I wasn't saying that learning everything you need to learn for web development
is as difficult as going through med school and becoming a surgeon. What I
meant was that there are a ton of different technologies and specialties in
web development, and you need to know what your specialty is before you can
know what technologies you'll need. There are all kinds of different surgeons
too, that specialize in particular organs. You can't just say "I want to be a
surgeon, which organ should I learn" because it depends on what kind of
surgeon you're going to be. Also, it wouldn't just be one organ because the
body is a complex system of interrelated parts, and you need to know about all
of that too if you want to be a good surgeon. Web development is like that
too; you may specialize in PHP, JS, or RoR, but there are a lot of other
related and intertwined technologies you're also going to need to know about.

------
joelbluminator
I'd actually pick up php with one of the simple frameworks like Laravel (or
even go frameworkless in the beginning). I think it's a bit more
straightforward than picking up Node. Otherwise Rails is nice for beginners as
well and has a big market in the U.S. Java/.NET aren't beginner friendly at
all.

------
saddestcatever
There are some core fundamentals you'll need that will help with any web
development route you take. Javascript, CSS (SCSS), REST APIs, etc.
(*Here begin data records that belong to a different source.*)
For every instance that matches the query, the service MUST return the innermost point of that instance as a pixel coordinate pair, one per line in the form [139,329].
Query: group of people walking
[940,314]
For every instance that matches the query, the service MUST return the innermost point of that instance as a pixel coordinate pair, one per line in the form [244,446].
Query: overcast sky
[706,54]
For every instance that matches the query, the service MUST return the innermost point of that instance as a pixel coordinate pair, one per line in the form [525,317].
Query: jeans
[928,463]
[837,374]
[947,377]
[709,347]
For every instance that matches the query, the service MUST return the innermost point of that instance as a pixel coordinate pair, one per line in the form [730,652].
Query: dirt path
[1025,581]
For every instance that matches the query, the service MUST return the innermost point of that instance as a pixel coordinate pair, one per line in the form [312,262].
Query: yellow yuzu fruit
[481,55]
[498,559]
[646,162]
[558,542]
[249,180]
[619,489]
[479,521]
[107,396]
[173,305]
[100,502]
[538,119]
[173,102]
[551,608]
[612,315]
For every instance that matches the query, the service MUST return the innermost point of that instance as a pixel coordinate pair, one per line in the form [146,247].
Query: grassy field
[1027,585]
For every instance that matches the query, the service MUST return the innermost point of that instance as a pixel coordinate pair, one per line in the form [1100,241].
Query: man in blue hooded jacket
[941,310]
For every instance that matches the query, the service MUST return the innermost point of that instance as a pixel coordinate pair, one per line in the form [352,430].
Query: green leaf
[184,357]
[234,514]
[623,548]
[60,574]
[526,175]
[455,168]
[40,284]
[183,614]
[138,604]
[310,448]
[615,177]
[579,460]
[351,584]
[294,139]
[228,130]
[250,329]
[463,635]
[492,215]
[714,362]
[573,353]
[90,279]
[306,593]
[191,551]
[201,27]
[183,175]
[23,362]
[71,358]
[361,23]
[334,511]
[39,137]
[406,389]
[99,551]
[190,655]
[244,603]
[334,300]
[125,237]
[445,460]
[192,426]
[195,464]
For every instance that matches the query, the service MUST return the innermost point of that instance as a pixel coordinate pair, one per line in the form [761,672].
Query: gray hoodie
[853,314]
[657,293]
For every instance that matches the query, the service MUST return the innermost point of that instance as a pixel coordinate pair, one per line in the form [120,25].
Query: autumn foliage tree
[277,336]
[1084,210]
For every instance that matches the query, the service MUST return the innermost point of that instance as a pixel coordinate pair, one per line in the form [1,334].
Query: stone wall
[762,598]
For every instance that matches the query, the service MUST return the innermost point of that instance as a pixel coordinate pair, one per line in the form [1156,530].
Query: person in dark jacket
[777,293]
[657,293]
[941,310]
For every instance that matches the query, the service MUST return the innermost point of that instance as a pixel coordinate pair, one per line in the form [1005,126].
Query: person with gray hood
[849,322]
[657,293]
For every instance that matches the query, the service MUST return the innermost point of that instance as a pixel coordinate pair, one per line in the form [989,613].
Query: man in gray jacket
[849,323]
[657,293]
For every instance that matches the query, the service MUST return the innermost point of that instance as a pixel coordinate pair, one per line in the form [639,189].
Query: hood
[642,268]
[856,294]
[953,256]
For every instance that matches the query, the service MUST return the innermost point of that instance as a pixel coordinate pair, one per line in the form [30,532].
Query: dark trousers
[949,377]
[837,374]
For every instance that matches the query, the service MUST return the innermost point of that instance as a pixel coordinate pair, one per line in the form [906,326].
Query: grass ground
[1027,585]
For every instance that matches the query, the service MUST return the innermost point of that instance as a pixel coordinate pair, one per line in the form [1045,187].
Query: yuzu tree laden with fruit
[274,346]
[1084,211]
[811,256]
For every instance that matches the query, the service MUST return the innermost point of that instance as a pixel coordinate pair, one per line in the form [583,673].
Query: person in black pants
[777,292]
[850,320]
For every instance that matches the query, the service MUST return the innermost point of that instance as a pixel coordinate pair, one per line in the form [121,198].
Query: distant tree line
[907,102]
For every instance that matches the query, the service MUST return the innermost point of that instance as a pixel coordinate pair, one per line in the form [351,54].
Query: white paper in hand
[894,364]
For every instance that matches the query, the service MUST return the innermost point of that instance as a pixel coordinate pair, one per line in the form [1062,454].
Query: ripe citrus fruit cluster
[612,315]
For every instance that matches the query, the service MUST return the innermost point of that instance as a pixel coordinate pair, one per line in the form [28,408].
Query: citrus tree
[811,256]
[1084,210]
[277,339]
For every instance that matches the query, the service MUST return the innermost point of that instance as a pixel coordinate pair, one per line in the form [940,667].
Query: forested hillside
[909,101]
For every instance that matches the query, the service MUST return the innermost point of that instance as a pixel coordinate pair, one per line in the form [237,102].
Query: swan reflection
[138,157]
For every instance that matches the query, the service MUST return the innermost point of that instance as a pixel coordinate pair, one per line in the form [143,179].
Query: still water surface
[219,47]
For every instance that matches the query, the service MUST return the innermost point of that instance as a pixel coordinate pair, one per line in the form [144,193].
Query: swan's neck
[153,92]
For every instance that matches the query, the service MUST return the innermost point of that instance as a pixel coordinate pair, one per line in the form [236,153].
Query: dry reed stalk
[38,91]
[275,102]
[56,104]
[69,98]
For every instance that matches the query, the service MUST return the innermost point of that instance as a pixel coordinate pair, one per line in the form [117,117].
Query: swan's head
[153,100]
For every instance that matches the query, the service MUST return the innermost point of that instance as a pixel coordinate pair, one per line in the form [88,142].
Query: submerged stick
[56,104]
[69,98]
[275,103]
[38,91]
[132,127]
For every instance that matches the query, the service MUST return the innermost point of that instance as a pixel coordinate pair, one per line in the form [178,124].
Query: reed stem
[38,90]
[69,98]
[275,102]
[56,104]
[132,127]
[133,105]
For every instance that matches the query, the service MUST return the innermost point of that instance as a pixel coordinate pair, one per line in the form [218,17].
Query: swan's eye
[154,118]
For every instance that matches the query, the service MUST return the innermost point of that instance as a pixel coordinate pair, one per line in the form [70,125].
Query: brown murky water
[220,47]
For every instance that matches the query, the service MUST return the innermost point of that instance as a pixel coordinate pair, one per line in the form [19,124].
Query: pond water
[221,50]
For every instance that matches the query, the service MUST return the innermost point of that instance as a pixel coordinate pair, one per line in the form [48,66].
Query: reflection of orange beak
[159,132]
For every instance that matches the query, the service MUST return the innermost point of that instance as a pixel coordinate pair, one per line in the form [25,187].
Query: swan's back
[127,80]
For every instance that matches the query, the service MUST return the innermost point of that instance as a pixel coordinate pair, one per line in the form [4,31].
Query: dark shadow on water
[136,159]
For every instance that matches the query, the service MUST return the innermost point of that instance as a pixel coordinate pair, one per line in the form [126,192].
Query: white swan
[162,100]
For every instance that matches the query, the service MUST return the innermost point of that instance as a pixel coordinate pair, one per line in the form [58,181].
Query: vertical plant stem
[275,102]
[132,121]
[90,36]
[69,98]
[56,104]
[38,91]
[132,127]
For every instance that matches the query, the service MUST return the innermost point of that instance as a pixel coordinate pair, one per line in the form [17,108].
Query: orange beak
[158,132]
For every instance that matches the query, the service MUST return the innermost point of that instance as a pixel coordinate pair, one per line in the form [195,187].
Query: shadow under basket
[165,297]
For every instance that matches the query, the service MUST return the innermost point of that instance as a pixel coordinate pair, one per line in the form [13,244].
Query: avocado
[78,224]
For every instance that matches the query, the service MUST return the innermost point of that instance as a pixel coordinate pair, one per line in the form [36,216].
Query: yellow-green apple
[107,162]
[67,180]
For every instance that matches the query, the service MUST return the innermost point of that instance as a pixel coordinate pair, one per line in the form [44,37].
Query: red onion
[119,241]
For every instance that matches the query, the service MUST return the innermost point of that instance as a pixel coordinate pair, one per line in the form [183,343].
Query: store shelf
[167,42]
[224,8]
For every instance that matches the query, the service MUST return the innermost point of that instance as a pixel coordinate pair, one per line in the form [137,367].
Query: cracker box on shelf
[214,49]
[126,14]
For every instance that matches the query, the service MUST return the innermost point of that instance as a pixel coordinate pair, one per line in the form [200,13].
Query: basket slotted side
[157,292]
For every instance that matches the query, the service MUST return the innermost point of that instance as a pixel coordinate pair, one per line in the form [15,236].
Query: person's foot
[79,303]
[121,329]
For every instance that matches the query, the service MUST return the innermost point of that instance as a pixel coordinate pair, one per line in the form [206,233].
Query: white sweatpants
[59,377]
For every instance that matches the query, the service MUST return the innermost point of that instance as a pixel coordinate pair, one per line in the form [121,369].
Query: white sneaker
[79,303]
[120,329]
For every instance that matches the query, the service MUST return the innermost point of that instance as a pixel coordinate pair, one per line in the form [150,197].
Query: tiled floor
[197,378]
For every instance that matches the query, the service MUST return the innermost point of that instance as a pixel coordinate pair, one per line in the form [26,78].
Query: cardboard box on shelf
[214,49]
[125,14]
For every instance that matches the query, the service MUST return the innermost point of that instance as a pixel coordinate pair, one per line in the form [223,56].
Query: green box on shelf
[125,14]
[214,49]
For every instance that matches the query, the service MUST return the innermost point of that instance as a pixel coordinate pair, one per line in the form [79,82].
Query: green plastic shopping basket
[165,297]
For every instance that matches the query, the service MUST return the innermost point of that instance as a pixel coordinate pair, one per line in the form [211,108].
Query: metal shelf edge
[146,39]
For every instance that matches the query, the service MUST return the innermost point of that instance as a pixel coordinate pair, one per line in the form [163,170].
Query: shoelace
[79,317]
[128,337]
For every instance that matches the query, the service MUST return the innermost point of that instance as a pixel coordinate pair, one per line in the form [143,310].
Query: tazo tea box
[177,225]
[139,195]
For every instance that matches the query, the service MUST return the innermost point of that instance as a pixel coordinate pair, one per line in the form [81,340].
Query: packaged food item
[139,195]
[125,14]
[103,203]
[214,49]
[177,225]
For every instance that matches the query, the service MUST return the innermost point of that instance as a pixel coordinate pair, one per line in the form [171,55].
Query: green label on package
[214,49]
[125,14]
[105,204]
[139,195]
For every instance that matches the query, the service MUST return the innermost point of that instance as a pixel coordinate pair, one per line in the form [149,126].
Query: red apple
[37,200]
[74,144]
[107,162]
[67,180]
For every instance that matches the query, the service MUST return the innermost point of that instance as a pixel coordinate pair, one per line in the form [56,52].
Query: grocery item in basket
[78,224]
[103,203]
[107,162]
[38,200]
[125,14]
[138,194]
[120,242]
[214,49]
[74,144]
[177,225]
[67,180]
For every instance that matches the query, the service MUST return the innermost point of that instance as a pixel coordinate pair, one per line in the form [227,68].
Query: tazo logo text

These are
fundamentals that you can self-teach from free code camp, and other online
resources. However for the sake of locking in a job, it's easier to come in on
a specific framework. Angular, React, Drupal, Wordpress, etc. However, as
others have mentioned in this thread, popular frameworks and the jobs that use
those can vary city by city. So it's worthwhile to find what the desired
skillsets are in your area.

------
agustif
My current stack:

Language(s) JavaScript /ES6 TypeScript (Or Go, Elixir, Python, Ruby, etc)
[insert your choice here]

Database SQL — PostgreSQL —— pg —— Postico.app — or MySQL (w/ MariaDB)

ORM TypeORM (or Sequelize)

NoSQL (can skip for now) — MongoDB — Redis — Etc..

Backend — Node — Express (or Koa) — AccountsJS (or Passport.js)

GraphQL — Modules — Apollo —— Server ——— apollo-server ——— apollo-server-
express —— Client —— Link

Frontend Ant.Design (or Material, Bootstrap) React (Or angular, or vue) \--
Hooks NextJS (or NuxtJS, etc) Gatsby TinaCMS (or PrimeCMS) Admin Bro

Mobile Expo.io (For React-native, mobile dev)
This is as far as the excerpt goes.